Elsa lui fit face à son tour, les yeux brillants. Un sourire attendri étira lentement ses lèvres alors qu'elle penchait la tête sur le côté. Pendant des années, elle avait attendu d'entendre ces mots.
- Merci, Aodhan, murmura-t-elle en lui prenant la main.
L'air frais de la nuit caressa agréablement leur peau alors qu'ils s'accoudaient à la balustrade du balcon. Au loin, ils entendaient les dernières notes s'élever de la salle du trône, tandis que les invités sortaient du château pour rentrer chez eux.
- Arendelle a enfin retrouvé la paix, commenta Elsa à mi-voix. Grâce à toi, Aodhan.
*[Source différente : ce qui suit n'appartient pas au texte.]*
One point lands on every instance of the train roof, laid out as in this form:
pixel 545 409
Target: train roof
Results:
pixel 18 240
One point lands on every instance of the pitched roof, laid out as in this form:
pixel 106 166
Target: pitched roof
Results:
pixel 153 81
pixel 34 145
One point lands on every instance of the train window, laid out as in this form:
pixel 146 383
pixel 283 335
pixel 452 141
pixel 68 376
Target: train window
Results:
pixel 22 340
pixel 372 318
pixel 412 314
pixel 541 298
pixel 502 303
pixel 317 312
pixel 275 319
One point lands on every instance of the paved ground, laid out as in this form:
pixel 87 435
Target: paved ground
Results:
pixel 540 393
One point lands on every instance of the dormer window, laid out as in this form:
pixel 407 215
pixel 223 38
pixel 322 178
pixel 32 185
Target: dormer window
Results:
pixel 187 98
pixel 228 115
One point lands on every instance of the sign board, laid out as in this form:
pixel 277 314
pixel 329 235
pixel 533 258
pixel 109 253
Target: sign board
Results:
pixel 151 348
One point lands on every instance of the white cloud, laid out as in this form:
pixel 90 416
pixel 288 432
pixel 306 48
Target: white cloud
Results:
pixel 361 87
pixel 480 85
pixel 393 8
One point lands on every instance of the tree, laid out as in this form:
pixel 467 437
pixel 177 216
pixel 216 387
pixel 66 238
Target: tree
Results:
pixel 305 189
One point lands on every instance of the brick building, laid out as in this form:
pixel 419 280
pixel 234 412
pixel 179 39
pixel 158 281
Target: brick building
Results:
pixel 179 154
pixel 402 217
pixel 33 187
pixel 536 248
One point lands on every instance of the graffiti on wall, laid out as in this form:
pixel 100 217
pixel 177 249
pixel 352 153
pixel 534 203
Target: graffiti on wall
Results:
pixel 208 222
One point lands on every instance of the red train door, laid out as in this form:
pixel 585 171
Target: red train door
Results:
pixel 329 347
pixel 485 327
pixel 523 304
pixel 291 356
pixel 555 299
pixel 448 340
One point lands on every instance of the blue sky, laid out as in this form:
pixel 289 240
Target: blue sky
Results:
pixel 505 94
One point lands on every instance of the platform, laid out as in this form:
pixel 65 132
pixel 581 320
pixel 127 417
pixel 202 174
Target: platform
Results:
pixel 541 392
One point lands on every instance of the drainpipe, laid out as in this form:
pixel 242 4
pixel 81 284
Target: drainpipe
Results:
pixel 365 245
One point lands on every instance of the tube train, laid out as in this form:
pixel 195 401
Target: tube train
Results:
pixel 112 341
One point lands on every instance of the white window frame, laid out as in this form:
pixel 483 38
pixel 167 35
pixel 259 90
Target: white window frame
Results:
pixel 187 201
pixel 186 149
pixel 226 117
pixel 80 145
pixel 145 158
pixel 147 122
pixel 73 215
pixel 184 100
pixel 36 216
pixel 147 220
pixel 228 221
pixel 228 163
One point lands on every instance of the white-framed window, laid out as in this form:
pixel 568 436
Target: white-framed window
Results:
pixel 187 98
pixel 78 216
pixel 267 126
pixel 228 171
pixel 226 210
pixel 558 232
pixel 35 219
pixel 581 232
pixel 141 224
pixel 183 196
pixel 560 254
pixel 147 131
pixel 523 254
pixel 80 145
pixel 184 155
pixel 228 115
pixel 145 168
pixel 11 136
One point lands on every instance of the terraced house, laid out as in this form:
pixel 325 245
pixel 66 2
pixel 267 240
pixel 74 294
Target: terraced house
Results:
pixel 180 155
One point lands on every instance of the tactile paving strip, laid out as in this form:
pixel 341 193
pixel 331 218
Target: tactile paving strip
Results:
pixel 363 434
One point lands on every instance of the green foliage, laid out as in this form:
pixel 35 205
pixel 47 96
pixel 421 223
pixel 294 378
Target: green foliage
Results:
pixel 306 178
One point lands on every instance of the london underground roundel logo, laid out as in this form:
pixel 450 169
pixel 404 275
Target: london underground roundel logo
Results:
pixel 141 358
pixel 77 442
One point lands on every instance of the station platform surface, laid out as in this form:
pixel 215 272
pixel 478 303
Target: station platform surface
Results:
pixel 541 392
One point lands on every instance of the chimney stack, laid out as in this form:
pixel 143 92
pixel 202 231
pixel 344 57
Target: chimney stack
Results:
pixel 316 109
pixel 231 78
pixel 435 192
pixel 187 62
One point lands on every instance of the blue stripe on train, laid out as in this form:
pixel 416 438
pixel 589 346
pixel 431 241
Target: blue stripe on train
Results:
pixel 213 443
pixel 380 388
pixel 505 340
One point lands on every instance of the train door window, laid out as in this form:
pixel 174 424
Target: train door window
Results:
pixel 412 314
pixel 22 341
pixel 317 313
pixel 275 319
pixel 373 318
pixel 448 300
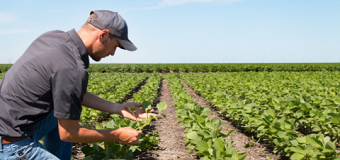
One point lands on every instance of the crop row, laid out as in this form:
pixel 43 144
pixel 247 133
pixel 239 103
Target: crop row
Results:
pixel 274 106
pixel 204 67
pixel 202 135
pixel 218 67
pixel 116 90
pixel 116 150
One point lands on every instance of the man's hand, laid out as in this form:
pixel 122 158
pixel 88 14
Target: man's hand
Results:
pixel 139 113
pixel 128 136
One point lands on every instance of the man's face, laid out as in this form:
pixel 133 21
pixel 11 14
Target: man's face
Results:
pixel 105 47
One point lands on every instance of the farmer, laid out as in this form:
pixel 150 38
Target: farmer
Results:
pixel 42 94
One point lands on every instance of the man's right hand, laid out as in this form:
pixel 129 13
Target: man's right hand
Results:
pixel 128 135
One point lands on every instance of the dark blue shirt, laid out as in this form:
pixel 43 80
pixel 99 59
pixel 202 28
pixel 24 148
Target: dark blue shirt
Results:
pixel 50 75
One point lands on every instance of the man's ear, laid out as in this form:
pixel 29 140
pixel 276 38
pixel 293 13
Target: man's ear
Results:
pixel 103 34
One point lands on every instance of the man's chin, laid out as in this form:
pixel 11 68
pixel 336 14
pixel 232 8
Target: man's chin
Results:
pixel 97 59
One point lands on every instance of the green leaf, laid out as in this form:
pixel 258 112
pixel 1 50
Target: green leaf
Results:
pixel 161 106
pixel 297 156
pixel 202 145
pixel 219 144
pixel 99 126
pixel 164 116
pixel 192 135
pixel 281 134
pixel 314 142
pixel 302 140
pixel 146 106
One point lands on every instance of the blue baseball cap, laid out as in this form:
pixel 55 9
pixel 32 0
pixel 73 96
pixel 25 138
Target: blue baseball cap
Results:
pixel 112 21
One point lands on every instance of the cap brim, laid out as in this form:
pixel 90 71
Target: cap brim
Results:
pixel 127 44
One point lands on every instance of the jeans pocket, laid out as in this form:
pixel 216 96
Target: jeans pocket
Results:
pixel 23 149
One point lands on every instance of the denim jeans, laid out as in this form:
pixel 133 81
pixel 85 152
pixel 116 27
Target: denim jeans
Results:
pixel 31 149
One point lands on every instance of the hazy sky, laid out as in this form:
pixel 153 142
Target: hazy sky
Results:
pixel 189 31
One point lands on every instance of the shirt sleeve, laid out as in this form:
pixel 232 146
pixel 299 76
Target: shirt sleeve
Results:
pixel 68 89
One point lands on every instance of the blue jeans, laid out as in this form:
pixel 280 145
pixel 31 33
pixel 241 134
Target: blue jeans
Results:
pixel 31 149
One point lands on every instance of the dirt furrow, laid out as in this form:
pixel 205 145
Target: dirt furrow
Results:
pixel 171 145
pixel 257 152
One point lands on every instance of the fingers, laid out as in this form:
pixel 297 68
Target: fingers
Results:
pixel 129 136
pixel 138 104
pixel 151 110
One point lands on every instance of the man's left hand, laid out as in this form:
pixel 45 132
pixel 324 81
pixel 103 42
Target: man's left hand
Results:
pixel 139 113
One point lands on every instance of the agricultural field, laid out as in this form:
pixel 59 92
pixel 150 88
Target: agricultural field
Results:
pixel 280 115
pixel 220 115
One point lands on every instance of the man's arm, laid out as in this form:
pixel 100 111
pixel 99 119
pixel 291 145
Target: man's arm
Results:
pixel 72 131
pixel 92 101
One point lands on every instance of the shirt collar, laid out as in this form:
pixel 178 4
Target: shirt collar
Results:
pixel 81 47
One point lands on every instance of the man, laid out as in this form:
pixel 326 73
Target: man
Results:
pixel 41 96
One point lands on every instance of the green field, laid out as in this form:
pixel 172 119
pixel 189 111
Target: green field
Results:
pixel 295 113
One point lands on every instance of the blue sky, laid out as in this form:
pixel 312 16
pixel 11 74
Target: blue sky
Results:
pixel 189 31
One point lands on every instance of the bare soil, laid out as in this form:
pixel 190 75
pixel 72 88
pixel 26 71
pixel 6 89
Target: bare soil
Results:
pixel 257 152
pixel 171 145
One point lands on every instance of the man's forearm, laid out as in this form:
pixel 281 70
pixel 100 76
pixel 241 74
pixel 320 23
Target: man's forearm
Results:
pixel 92 101
pixel 71 131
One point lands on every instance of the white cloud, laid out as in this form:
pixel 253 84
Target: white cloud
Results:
pixel 180 2
pixel 7 17
pixel 167 3
pixel 14 31
pixel 55 11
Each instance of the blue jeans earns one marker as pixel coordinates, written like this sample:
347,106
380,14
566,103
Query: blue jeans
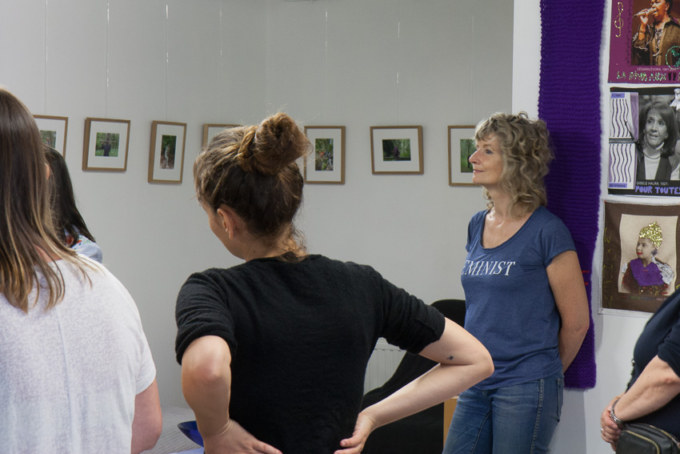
517,419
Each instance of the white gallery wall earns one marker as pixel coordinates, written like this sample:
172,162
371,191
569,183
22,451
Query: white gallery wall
357,63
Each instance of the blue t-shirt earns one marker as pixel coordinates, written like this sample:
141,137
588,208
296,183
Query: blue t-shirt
510,307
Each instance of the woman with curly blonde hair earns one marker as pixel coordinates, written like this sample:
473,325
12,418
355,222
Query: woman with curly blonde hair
525,297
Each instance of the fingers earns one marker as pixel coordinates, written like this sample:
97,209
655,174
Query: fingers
264,448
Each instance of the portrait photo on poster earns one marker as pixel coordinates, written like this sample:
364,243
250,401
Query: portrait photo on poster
640,255
644,45
644,141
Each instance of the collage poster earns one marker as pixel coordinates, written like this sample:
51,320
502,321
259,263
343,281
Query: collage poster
640,267
644,141
644,43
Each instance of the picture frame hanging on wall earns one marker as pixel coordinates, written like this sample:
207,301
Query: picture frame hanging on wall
53,130
105,144
640,278
325,164
210,130
397,149
461,147
166,153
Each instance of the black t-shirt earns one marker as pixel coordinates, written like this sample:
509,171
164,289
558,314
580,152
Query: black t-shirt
300,336
661,336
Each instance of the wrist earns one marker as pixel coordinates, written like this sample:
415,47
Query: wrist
619,422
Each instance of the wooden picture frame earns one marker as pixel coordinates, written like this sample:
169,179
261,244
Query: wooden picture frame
53,130
622,226
397,149
105,144
210,130
166,152
461,146
325,164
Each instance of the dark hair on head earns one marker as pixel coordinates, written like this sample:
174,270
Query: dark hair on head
66,218
526,154
252,170
27,237
668,117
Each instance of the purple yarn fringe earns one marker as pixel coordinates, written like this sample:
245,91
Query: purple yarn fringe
569,103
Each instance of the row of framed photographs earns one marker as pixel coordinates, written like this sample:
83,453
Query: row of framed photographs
394,149
106,140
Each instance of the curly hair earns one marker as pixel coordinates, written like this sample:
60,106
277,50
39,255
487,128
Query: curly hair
252,170
526,154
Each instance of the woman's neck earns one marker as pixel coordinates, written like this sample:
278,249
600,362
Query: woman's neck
257,248
503,209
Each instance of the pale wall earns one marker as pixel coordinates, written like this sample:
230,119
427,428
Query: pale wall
355,63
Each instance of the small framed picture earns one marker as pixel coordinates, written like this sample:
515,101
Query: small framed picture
210,130
105,144
461,147
397,149
166,154
326,162
53,131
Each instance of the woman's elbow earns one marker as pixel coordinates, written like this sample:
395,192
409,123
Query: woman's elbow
484,363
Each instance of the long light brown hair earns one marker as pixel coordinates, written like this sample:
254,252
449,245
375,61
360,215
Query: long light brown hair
27,239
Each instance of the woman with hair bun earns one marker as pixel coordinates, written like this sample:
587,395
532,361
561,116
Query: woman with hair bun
524,294
274,350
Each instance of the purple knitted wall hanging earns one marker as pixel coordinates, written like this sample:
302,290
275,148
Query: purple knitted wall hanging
569,103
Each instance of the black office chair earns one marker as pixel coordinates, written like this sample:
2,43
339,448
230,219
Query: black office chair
421,433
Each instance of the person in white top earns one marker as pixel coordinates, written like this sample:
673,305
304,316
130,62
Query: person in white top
76,371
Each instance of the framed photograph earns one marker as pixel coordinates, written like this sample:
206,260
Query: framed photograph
105,144
166,155
210,130
53,131
397,149
461,147
640,255
326,162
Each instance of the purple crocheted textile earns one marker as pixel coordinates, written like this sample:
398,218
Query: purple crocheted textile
569,103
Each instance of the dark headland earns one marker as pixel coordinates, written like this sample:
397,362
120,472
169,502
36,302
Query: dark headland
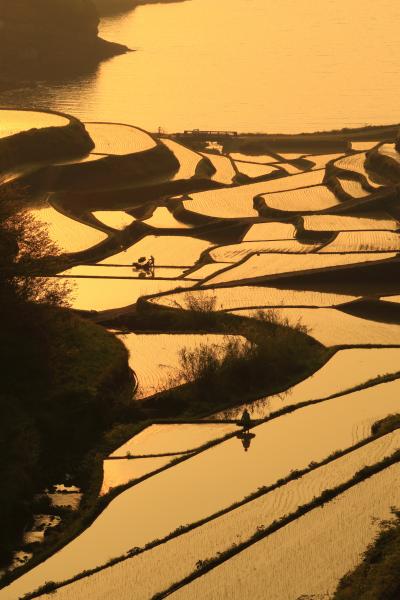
50,37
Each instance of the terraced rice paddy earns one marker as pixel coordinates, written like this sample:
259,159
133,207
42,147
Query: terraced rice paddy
176,559
120,272
290,155
17,121
167,251
104,294
390,151
212,480
364,241
335,328
270,231
307,199
361,146
257,158
164,439
347,369
69,235
188,159
355,163
237,202
114,138
289,168
206,271
116,219
353,223
162,218
236,252
224,168
303,557
321,160
254,170
162,371
230,298
268,265
352,188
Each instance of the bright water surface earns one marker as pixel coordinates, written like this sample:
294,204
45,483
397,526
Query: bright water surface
247,65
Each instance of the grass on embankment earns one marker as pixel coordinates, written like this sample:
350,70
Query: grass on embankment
377,577
293,475
275,356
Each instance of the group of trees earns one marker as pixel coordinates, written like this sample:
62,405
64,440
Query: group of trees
23,351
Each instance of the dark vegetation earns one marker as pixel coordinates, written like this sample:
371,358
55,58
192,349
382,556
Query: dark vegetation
306,143
377,577
216,379
51,37
57,370
47,144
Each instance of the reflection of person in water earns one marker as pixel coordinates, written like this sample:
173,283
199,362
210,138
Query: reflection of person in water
145,266
245,420
245,436
246,441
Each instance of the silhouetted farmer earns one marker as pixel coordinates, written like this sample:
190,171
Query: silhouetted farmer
245,421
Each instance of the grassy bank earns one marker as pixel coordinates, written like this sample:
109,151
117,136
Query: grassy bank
377,577
46,144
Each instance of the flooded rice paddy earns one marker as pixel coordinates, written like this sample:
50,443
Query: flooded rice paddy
346,370
68,234
344,223
230,298
114,138
168,563
270,231
162,218
167,251
265,265
246,248
169,439
117,219
333,327
307,199
303,557
215,478
104,294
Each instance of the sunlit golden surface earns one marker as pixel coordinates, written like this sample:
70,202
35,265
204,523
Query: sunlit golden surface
164,439
301,62
164,565
117,219
344,223
103,294
303,557
229,298
214,479
69,235
264,265
167,251
345,370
- Non, grâce à nous, corrigea-t-il en hochant la tête.
- C'est toi qui as gravi la plus haute tour pour utiliser la corne du Narval, insista-t-elle en lui souriant. D'ailleurs, comment t'y es-tu pris ? La corne semblait totalement inerte durant le trajet entre la Forêt Enchantée et Arendelle.
Les yeux d'Aodhan se perdirent dans le vague alors qu'il réfléchissait, la brise agitant doucement ses cheveux blonds.
- Je ne peux qu'émettre des hypothèses, répondit-il. Je pense que la corne ne répond qu'à des sentiments forts.
- Qu'est-ce qui te fait dire ça ? demanda Elsa, surprise.
Aodhan eût soudain l'air un peu gêné, mais poursuivit malgré tout.
- Eh bien, elle n'a pas réagi alors que j'ai tenté d'invoquer ma propre magie. Ni quand je l'ai implorée d'aider Arendelle. Elle s'est illuminée seulement... Lorsque j'ai pensé à toi.
- À moi ?
Aodhan se tourna vers Elsa qui le regardait avec des yeux ronds. Son cœur accéléra soudainement, alors que les cheveux de la jeune femme scintillaient à la lumière de la lune, comme la première fois qu'ils avaient discuté à la lueur de la nuit. Avant tout cela.
Il fut incapable de trouver les mots. Mais après tout, en avait-il vraiment besoin ? Elsa semblait comprendre. Sans s'en apercevoir, ils s'étaient tout deux rapprochés, leur souffle tremblant légèrement, une agréable chaleur se propageant dans leurs corps. Aodhan posa une main tendre sur la joue d'Elsa, et elle répondit à son sourire tout en l'enlaçant fort contre elle.
Il se perdit dans l'étonnante douceur de ses lèvres lorsqu'elles se posèrent sur les siennes.